Jack held her hand and stared down at her for a long time. For seven
years, he had been coming to see her two nights a week and for five or
six hours every Sunday afternoon, sometimes on other afternoons as well.
But in spite of the frequency of his visits and in spite of her
unchanging condition, he never tired of looking at her.
He pulled up a chair and sat next to the bed, still holding her hand,
staring at her face, and for more than an hour he talked to her. He
told her about a movie that he had seen since his previous visit, about
two books he had read. He spoke of the weather, described the force and
bite of the winter wind.
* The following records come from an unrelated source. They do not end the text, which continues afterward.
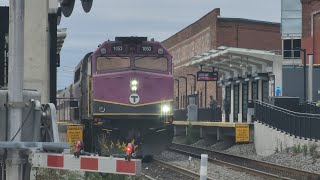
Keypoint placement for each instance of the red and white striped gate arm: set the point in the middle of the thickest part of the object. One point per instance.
(86, 163)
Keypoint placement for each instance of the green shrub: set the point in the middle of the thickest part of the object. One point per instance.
(313, 149)
(305, 149)
(296, 149)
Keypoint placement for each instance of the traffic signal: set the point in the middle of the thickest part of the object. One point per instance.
(68, 5)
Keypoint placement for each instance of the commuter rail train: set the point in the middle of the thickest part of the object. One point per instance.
(125, 88)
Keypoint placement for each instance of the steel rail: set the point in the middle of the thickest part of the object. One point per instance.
(144, 176)
(178, 169)
(251, 166)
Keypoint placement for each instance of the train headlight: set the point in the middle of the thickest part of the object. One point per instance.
(134, 85)
(134, 82)
(134, 88)
(165, 109)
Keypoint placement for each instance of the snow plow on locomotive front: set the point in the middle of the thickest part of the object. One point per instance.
(130, 95)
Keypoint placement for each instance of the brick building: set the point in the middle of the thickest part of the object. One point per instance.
(210, 32)
(311, 28)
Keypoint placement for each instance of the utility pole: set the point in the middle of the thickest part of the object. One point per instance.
(194, 82)
(186, 90)
(14, 163)
(178, 85)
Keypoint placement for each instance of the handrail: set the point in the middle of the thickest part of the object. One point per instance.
(285, 110)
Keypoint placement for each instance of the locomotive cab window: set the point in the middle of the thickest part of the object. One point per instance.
(111, 63)
(152, 63)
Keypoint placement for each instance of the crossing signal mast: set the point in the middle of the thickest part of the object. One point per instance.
(33, 140)
(68, 5)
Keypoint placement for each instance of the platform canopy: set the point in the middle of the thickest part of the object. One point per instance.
(61, 35)
(234, 62)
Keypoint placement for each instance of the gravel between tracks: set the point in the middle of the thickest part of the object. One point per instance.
(285, 157)
(157, 172)
(214, 171)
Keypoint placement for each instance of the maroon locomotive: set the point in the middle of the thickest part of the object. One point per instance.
(125, 87)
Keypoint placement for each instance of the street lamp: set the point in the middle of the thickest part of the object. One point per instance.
(185, 89)
(304, 73)
(178, 92)
(194, 82)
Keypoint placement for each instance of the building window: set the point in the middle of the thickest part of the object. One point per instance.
(291, 48)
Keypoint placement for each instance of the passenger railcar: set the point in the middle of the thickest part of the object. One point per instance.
(125, 88)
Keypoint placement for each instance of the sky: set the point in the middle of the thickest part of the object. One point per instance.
(153, 19)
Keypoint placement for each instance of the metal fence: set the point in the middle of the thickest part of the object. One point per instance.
(303, 125)
(67, 109)
(204, 114)
(309, 107)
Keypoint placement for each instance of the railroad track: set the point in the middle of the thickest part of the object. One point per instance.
(250, 166)
(176, 169)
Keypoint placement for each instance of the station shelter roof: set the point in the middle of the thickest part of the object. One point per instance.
(232, 62)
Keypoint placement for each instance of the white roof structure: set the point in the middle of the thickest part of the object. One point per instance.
(236, 62)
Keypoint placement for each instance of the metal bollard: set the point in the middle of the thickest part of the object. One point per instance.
(204, 166)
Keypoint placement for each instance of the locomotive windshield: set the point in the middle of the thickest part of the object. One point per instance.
(111, 63)
(152, 63)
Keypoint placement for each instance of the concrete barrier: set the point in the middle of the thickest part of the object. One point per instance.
(268, 140)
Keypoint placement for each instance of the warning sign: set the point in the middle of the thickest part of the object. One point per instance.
(242, 133)
(74, 133)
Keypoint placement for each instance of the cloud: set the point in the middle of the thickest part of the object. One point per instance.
(154, 19)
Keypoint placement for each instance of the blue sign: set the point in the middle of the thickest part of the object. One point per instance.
(278, 91)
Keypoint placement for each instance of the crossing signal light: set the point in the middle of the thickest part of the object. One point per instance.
(86, 5)
(67, 6)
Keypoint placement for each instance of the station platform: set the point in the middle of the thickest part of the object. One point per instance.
(208, 123)
(216, 131)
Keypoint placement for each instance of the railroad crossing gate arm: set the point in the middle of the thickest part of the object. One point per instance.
(86, 163)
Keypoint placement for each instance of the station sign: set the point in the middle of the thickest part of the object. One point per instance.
(117, 48)
(242, 133)
(146, 48)
(207, 76)
(74, 133)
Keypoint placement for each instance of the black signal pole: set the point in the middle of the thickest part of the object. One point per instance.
(186, 90)
(194, 82)
(178, 92)
(304, 74)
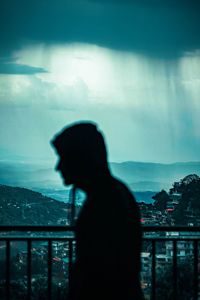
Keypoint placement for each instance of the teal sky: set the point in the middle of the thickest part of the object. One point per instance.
(133, 68)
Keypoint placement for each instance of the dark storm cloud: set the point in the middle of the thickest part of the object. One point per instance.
(12, 68)
(155, 28)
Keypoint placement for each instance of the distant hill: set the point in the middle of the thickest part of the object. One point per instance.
(20, 206)
(139, 176)
(153, 176)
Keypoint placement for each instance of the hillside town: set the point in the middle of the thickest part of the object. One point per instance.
(163, 212)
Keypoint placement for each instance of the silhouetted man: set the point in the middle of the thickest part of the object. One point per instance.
(108, 231)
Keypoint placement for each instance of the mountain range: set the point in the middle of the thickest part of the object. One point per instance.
(139, 176)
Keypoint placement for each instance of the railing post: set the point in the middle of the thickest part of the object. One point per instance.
(7, 269)
(174, 270)
(196, 279)
(153, 279)
(29, 243)
(49, 270)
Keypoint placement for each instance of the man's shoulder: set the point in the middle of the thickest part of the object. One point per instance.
(122, 188)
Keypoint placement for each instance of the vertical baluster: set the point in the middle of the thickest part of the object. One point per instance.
(29, 243)
(196, 270)
(49, 269)
(174, 270)
(70, 260)
(153, 282)
(7, 269)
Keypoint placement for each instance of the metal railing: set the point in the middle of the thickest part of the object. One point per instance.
(152, 235)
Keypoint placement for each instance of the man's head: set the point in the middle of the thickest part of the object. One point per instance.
(82, 153)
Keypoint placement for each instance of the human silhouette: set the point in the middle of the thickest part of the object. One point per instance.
(108, 231)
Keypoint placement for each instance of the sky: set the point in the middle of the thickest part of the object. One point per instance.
(133, 67)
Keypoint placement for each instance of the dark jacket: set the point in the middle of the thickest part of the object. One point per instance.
(108, 236)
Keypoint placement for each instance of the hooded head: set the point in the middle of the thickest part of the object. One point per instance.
(82, 153)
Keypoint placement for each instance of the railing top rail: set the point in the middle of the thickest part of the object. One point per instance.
(72, 228)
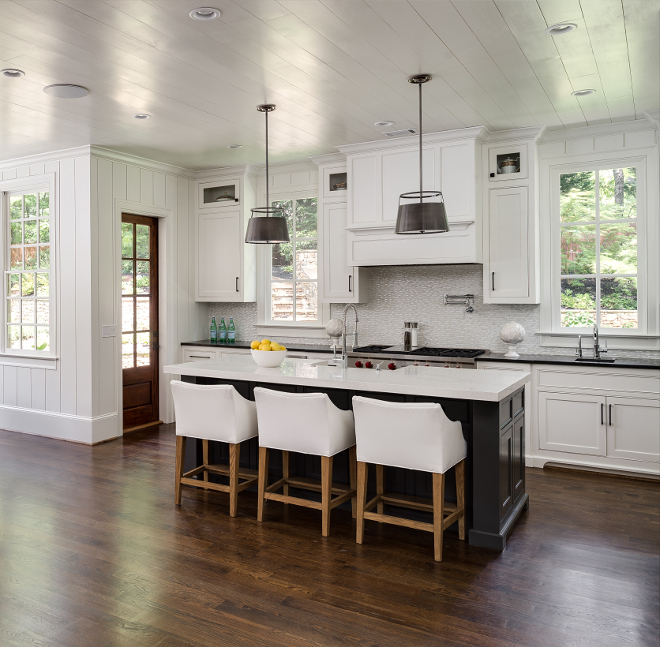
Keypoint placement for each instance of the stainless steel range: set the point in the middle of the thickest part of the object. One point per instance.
(424, 356)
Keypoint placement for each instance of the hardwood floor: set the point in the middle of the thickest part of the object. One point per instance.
(93, 552)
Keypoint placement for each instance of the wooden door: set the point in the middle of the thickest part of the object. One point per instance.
(508, 257)
(139, 288)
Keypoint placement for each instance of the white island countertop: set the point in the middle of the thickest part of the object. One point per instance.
(459, 384)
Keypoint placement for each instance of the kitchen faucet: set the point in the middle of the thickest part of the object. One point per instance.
(597, 348)
(344, 353)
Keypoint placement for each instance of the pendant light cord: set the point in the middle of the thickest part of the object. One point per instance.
(267, 180)
(420, 143)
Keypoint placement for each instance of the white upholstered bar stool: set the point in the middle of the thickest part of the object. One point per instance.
(308, 423)
(213, 412)
(416, 436)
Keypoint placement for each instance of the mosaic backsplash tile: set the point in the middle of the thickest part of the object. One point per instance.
(416, 293)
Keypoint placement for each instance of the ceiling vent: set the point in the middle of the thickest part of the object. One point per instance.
(406, 132)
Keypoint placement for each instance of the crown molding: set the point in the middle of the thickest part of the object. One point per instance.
(143, 162)
(479, 133)
(41, 158)
(584, 132)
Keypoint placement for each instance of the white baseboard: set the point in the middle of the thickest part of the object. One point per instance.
(63, 426)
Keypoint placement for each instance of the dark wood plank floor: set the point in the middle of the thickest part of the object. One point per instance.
(93, 552)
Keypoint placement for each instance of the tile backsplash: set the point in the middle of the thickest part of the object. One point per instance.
(416, 293)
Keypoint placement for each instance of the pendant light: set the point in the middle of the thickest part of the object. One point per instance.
(421, 217)
(267, 224)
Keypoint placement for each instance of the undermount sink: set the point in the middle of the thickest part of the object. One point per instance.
(604, 360)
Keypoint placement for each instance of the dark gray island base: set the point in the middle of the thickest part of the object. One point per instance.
(495, 466)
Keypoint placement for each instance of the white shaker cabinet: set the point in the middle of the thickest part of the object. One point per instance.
(573, 423)
(506, 236)
(225, 266)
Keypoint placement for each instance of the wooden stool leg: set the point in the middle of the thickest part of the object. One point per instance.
(234, 457)
(178, 467)
(460, 497)
(263, 482)
(352, 471)
(438, 514)
(380, 488)
(285, 472)
(326, 493)
(362, 472)
(205, 457)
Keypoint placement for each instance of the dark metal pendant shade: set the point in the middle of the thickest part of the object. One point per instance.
(263, 230)
(267, 225)
(426, 215)
(422, 218)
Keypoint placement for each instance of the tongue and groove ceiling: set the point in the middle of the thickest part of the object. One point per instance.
(333, 67)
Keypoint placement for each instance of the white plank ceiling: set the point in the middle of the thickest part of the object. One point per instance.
(333, 67)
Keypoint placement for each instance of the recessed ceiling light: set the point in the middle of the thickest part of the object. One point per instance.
(66, 91)
(12, 72)
(205, 13)
(560, 28)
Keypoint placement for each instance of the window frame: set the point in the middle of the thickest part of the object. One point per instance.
(265, 323)
(31, 184)
(639, 162)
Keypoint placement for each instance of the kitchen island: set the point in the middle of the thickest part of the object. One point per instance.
(489, 405)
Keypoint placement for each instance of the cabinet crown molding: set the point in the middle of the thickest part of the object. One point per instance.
(446, 136)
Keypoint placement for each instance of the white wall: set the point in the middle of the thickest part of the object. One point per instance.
(79, 396)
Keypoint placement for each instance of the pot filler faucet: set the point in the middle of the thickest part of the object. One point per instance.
(344, 352)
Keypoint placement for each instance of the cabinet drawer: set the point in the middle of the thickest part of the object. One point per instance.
(194, 355)
(599, 380)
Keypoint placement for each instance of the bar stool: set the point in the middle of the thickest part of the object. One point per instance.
(308, 423)
(416, 436)
(213, 412)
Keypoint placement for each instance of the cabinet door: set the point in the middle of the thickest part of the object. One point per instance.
(572, 423)
(518, 461)
(506, 470)
(339, 284)
(508, 265)
(633, 429)
(219, 249)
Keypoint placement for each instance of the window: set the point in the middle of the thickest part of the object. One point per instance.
(27, 260)
(598, 252)
(293, 275)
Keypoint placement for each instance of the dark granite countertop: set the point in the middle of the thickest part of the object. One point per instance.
(620, 362)
(309, 348)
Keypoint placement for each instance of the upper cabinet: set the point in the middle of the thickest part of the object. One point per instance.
(339, 280)
(510, 218)
(225, 266)
(378, 172)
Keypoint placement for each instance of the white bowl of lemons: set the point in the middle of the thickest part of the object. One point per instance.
(268, 354)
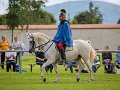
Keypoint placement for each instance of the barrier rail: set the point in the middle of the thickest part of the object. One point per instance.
(21, 51)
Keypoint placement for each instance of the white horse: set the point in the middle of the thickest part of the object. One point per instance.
(80, 48)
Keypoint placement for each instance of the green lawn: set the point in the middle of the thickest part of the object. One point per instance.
(32, 80)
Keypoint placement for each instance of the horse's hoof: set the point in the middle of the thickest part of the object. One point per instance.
(78, 79)
(44, 79)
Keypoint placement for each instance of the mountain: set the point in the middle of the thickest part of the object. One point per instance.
(110, 12)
He painted colorful word pictures of the
prettiest Christmas displays he had seen in shop windows.
She did not reward him with even a sigh or a twitch. She lay as always,
unmoving and unmoved.
Nevertheless, he talked to her, for he worried that a fragment of
awareness might survive, a gleam of comprehension down in the black well
of the coma. Maybe she could hear and understand, in which case the
worst thing for her was being trapped in an unresponsive body, desperate
even for one-way communication, but receiving none because they thought
she could not hear. The doctors assured him that these worries were
groundless; she heard nothing, saw nothing, knew nothing, they said,
except what images and fantasies might sputter across short-circuiting
synapses of her shattered brain. But if they were wrong-if there was
only one chance in a million that they were wrong-he could not leave her
in that perfect and terrible isolation. So he talked to her as the
winter day beyond the window changed from one shade of gray to another.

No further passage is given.